The objectives of the study were to evaluate the effect of angiographic follow-up on revascularization rates in the TAXUS-IV trial and to determine whether the relative benefit of paclitaxel-eluting stent implantation compared with bare metal stent implantation was modified by angiographic follow-up.


Although several clinical trials have demonstrated that drug-eluting stents (DES) reduce restenosis compared with bare-metal stents (BMS), virtually all of these studies have incorporated angiographic follow-up.


In the TAXUS-IV trial, 1,314 percutaneous coronary intervention patients were randomized to receive paclitaxel-eluting stents (PES) (n = 662) or identical-appearing BMS (n = 652).

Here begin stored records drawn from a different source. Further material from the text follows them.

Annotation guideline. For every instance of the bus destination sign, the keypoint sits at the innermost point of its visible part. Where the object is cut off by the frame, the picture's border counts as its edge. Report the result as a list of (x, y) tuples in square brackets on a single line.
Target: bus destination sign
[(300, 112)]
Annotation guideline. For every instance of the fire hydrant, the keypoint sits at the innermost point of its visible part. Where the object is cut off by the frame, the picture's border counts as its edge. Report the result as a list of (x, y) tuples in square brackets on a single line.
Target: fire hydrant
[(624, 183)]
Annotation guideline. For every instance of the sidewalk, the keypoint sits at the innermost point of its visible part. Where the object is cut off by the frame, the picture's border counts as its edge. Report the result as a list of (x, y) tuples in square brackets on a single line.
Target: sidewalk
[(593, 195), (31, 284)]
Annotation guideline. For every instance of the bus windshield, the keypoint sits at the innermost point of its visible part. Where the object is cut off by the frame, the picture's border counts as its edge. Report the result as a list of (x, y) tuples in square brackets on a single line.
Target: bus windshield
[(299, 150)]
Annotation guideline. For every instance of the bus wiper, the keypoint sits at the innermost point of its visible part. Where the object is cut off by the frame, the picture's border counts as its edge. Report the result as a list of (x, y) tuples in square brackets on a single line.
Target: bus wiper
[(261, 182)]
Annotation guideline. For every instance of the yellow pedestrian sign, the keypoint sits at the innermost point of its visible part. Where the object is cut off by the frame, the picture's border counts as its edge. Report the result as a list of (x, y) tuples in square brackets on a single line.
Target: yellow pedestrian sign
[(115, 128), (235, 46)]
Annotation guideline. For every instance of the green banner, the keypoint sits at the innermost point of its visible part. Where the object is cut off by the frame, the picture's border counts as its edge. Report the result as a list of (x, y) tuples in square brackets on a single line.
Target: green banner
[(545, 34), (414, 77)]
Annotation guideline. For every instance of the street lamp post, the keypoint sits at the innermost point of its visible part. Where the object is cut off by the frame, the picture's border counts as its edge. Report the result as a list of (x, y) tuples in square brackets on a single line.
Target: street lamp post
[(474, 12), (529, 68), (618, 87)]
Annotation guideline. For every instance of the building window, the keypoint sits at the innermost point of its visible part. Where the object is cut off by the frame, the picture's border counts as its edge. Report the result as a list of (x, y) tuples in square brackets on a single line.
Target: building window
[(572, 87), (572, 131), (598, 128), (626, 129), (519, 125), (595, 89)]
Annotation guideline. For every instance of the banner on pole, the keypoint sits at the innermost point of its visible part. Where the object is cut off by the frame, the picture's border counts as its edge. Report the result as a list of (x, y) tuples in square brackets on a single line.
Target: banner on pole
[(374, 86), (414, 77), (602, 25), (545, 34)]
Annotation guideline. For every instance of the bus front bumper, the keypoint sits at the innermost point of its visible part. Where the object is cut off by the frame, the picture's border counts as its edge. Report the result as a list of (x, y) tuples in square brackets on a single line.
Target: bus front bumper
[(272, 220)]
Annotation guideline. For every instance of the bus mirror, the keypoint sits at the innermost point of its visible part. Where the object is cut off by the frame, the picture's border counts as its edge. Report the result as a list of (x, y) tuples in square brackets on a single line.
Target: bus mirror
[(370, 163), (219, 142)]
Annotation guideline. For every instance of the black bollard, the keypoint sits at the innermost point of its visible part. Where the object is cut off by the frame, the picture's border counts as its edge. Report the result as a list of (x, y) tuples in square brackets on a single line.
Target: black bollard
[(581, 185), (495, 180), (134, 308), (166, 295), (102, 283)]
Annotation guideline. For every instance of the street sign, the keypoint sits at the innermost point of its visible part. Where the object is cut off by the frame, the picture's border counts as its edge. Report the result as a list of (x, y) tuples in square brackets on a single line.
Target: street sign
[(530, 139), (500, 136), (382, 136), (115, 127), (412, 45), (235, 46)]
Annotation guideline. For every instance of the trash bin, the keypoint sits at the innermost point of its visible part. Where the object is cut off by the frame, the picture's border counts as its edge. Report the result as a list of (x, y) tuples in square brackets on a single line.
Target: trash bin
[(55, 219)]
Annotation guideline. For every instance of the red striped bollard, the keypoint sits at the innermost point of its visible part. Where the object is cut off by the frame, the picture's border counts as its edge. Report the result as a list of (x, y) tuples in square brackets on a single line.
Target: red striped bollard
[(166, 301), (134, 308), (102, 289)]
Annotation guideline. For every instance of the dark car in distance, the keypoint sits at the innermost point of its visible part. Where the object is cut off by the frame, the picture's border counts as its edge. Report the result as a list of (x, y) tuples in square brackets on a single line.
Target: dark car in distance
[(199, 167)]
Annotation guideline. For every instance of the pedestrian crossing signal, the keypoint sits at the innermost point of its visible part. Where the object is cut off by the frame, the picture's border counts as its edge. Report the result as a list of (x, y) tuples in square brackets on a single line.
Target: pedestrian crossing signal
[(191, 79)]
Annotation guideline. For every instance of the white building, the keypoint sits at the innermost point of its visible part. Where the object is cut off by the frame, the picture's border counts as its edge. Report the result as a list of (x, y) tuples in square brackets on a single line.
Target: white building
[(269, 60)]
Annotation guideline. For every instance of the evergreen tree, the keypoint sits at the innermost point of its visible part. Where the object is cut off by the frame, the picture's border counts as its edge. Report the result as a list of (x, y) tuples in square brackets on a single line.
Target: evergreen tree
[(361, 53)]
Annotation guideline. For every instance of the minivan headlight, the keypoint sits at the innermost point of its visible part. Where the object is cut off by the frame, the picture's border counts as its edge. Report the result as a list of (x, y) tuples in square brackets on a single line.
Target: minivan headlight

Clinical outcomes were compared, stratified by assignment to angiographic follow-up or clinical follow-up alone.


Compared with clinical follow-up alone, angiographic follow-up patients had a significantly higher rate of target vessel revascularization (TVR) at 1 year (adjusted hazard ratio [HR] 1.46; p = 0.04), with similar relative increases in PES and BMS patients. Because PES reduced TVR by approximately 60% regardless of type of follow-up, assignment to angiographic follow-up tended to overestimate the absolute benefit of PES relative to clinical follow-up alone. In contrast, assessment of end points immediately before the time of follow-up angiography led to substantial underestimation of the absolute benefit of PES implantation.


Performance of mandatory angiographic follow-up increases rates of TVR among patients receiving both BMS and PES and overestimates the absolute clinical benefits of PES relative to clinical follow-up alone. Nonetheless, PES substantially reduces TVR regardless of assignment to mandatory angiographic follow-up or not. Future studies designed to determine the true clinical benefits of DES should either forgo routine angiographic follow-up or separate the time of repeat angiography from the primary clinical end point by as long as possible.